Disipa el frío, oh Taliarco, alimentando
el fuego con crujientes leños,
y escancia de un ánfora sabina
con generosidad un vino añejo.
Deja el resto en manos de los dioses,
que aplacando la furia de los vientos
sobre el férvido mar, las ramas aquietaron
de los añosos olmos y cipreses.

Evita preguntar por el mañana.
Todo sol que la Fortuna te regale
ponlo en tu haber. Ya que eres joven,
no rechaces los amores ni las danzas,

mientras la vejez lejana no te pinte
canas en el pelo. Busca ahora
en el Campo de Marte los paseos nocturnos
y las palabras que se susurran en la cita.

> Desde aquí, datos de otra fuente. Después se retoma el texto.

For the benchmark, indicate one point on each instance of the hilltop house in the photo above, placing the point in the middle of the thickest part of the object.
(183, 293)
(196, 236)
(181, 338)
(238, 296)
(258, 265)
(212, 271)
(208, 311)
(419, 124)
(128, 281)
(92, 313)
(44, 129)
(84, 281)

Busca ahora la risa deliciosa de la niña,
que la delata oculta en el rincón secreto;
ahora, la prenda robada de los brazos
o del dedo que finge resistencia.



I,11

No te hace falta —eres joven—
ni te está permitido —es sacrilegio—
explorar la frontera en que los dioses
detendrán, Leucónoe, tus días y los míos;
no consultes los cálculos babilonios.

Cuánto mejor afrontar lo que suceda,
ya si Júpiter te concedió muchos inviernos,
o sólo éste, en que el férvido Tirreno
desgasta la escollera.

Sé sabia, saborea los vinos
y ajusta tu esperanza desmedida
a la copa de la vida, que es pequeña.
Aun mientras hablamos, el tiempo huye celoso.
Cosecha el día, incierto es el mañana.


I,18

No plantes, Varo, ningún árbol
antes que la sacra vid,
en torno a los muros de Catilo
y en los campos fértiles de Tíbur.

Pues el dios envía a los abstemios
de una pena a otra sin descanso:
no hay otro modo de poner en fuga
la inquietud que el ánimo corroe.

¿Quién recuerda cuando bebe la pobreza
o el rigor de la vida militar?
¿Quién no prefiere, padre Baco,
hablar de ti y de la graciosa Venus?

Pero que nadie olvide la mesura
cuando Líber lo obsequia con sus dones,
como enseñan lapitas y centauros
en la boda ensangrentada por el vino;

como enseña el mismo Evio,
que no es indulgente con los tracios
cuando una sed insaciable les impide
distinguir lo nefando de lo lícito.

Yo nunca, brillante Basareo,
blandiré el tirso sin tu venia,
ni expondré a las miradas los emblemas
que en el culto la espesa fronda esconde.

Refrena la música salvaje
del tímpano y del cuerno berecintio,
pues al compás de ella se encolumnan
el ciego Amor de sí, la Vanagloria,

que alza soberbia su cabeza vacía,
y la Indiscreción, tan generosa
cuando se trata de revelar secretos,
más traslúcida que el vidrio.

I,24

¿Qué lugar tendría la templanza
al perderse una vida tan preciada?
Cantos lúgubres enséñame, Melpómene,
con tu voz límpida y la cítara paterna.

¿Un sueño eterno oprime ya a Quintilio?
¿Quién podrá haber que se le iguale
en justicia y lealtad incorruptible,
en pundonor y culto a la verdad?

Muchos hombres buenos lo han llorado,
mas tú, Virgilio, lo lloras más que nadie.
En vano, oh piadoso, reclamas a los dioses
el amigo que así no les confiaste.

¿Mas si acaso cautivaras con tu lira
a los árboles aún más que el mismo Orfeo,
volvería a correr sangre en esa sombra?
Cerrando las puertas del destino,

Mercurio, con nefasto caduceo,
ya la arrea hacia el lúgubre rebaño.
Cruel: mas la paciencia alivia
el pesar que divina ley impone.



I,37

Ahora sí, amigos, a beber y a bailar
golpeando la tierra con los pies.
Ahora sí adornemos los altares
para banquetes dignos de los salios.

Sacrilegio era sacar de las bodegas
el vino añejo, mientras una reina
buscaba la ruina demencial
del Capitolio, y las exequias del Imperio,

capitana de un rebaño de varones
corrompidos por un mal infamante,
ciega para ver lo inevitable,
embriagada por la dulce fortuna.

Pero el fuego, que le dejó una sola nave,
congeló su furor, y a sensatos temores
el César redujo aquella mente
ofuscada por el vino egipcio.

Como el gavilán a la tímida paloma
o el veloz cazador a la liebre,
sin dar tregua a los remos persiguió
a la que huía volando desde Italia,

para encadenar a ese monstruo del destino.
Pero ella quiso morir más noblemente
y no temió, siendo mujer, la espada,
ni se refugió en puertos secretos,

sino que se atrevió a mirar de frente
la ruina de su corte, y a abrazar
las ásperas serpientes, empapando
su blanco cuerpo con veneno negro,

muerte aún más audaz por ser buscada.
Y así evitó que la arrastraran,
destronada mujer de noble sangre,
crueles veleros al soberbio triunfo.